This entry made me smile. First, the title with its language caught my eye. Then, as I reached the end of the line and saw the domain name, my tired and sleepy face broke into a full-bodied grin.
fish is my most-favorite tongue-in-cheek technical blogger ever. He doesn't blog too often, but they're almost always very useful (and very witty!) gems.
(Hint: you can find out who he really is by reading far back enough.)
Linux, FreeBSD, Solaris:1 and Hackers' Lounge:2 were the first major time sinks of my digital life in the late 90s and early 2000s. ychat and ymsg were my intro to network protocols. I learned Makefiles, C, C++, and Python so I could build, understand, and modify programs like curfloo, curphoo, zinc, and gchat+/gyach. Although I moved on to IRC, I'll never forget when someone passed me "Smashing the Stack for Fun and Profit" (and the implicit link to Phrack) or the first time a bot I created logged in and took drink orders. The pride the first time I wrote a patch for my client to handle a login change all by myself.
A lifetime later, I know I wouldn't be where I am as a programmer if not for the encouragement of friends (some of whom I still talk with and do business with) I made as a teenager on yahoo chat. A lot of people I know grew up on IRC, but Yahoo Chat was my first love. Good bye, I'll miss you!
I had a really similar experience. As a bored teenager in the late 90s, I would sometimes log into the Yahoo chat rooms using the computers at my high school. The chat client was a Java applet, and it was atrociously slow and prone to crashing. I had started teaching myself to program a few years earlier, so creating a chat client seemed like a fun project.

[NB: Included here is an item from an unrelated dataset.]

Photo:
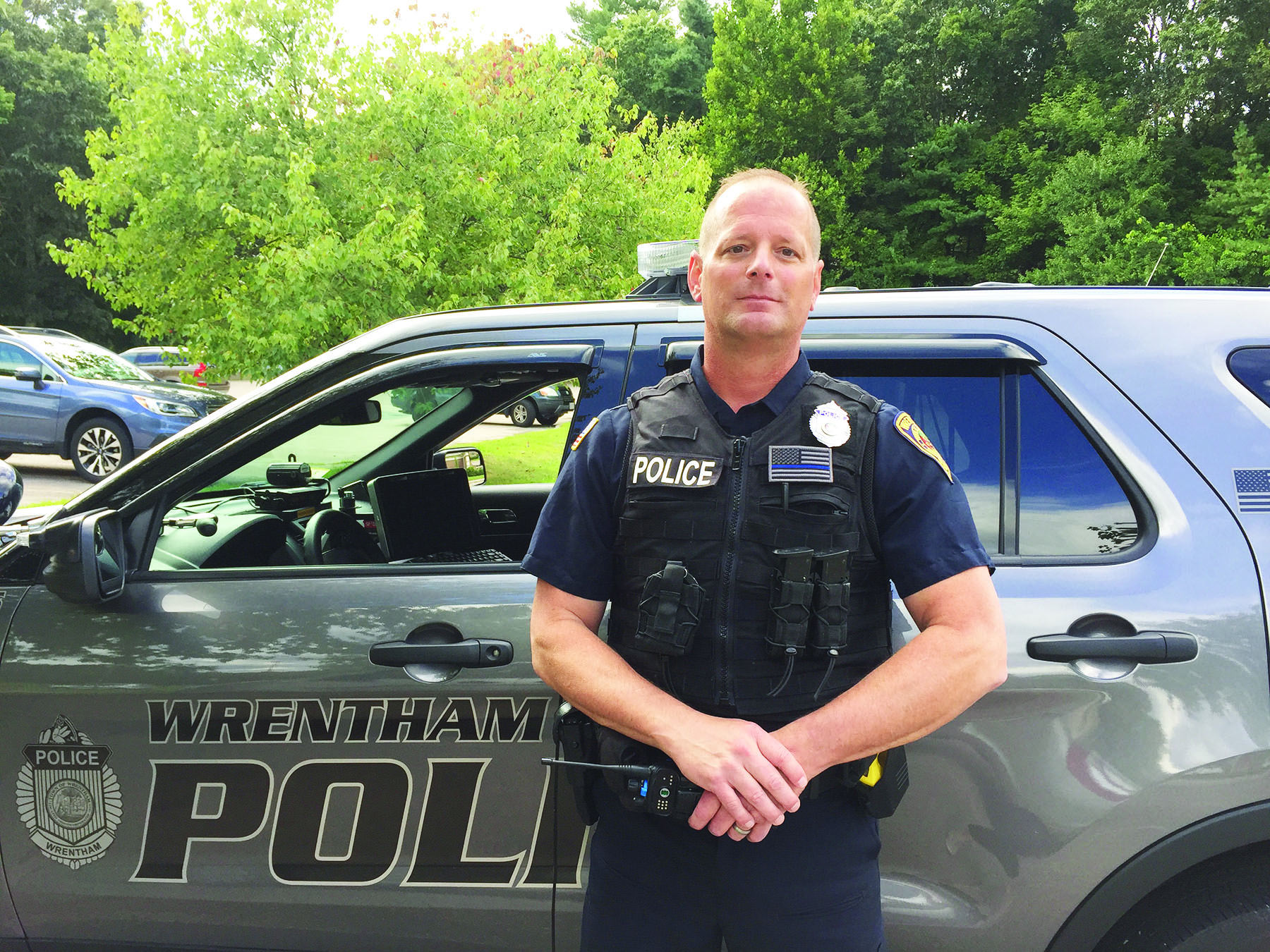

There was a guy that hung out in the Programming:1 chat room with the chat handle was 127001 (he was able to create that handle before Yahoo became more strict with the chat handles one could create) that had reverse-engineered the protocol and posted a guide online. I wonder what happened to him. Thanks, loopy!
Anyway, I created a Yahoo chat client in Win32/C as I was learning the API and the language. I was the only user for quite a while, but eventually I posted it using the free web space EarthLink gave me for being a dial-up subscriber. It got pretty popular through word of mouth. Later, when I installed Linux for the first time, I took that code and turned it into an ncurses-based client. It was a lot of fun, and somehow I ended up turning the fun I had hacking on little projects like that into a living.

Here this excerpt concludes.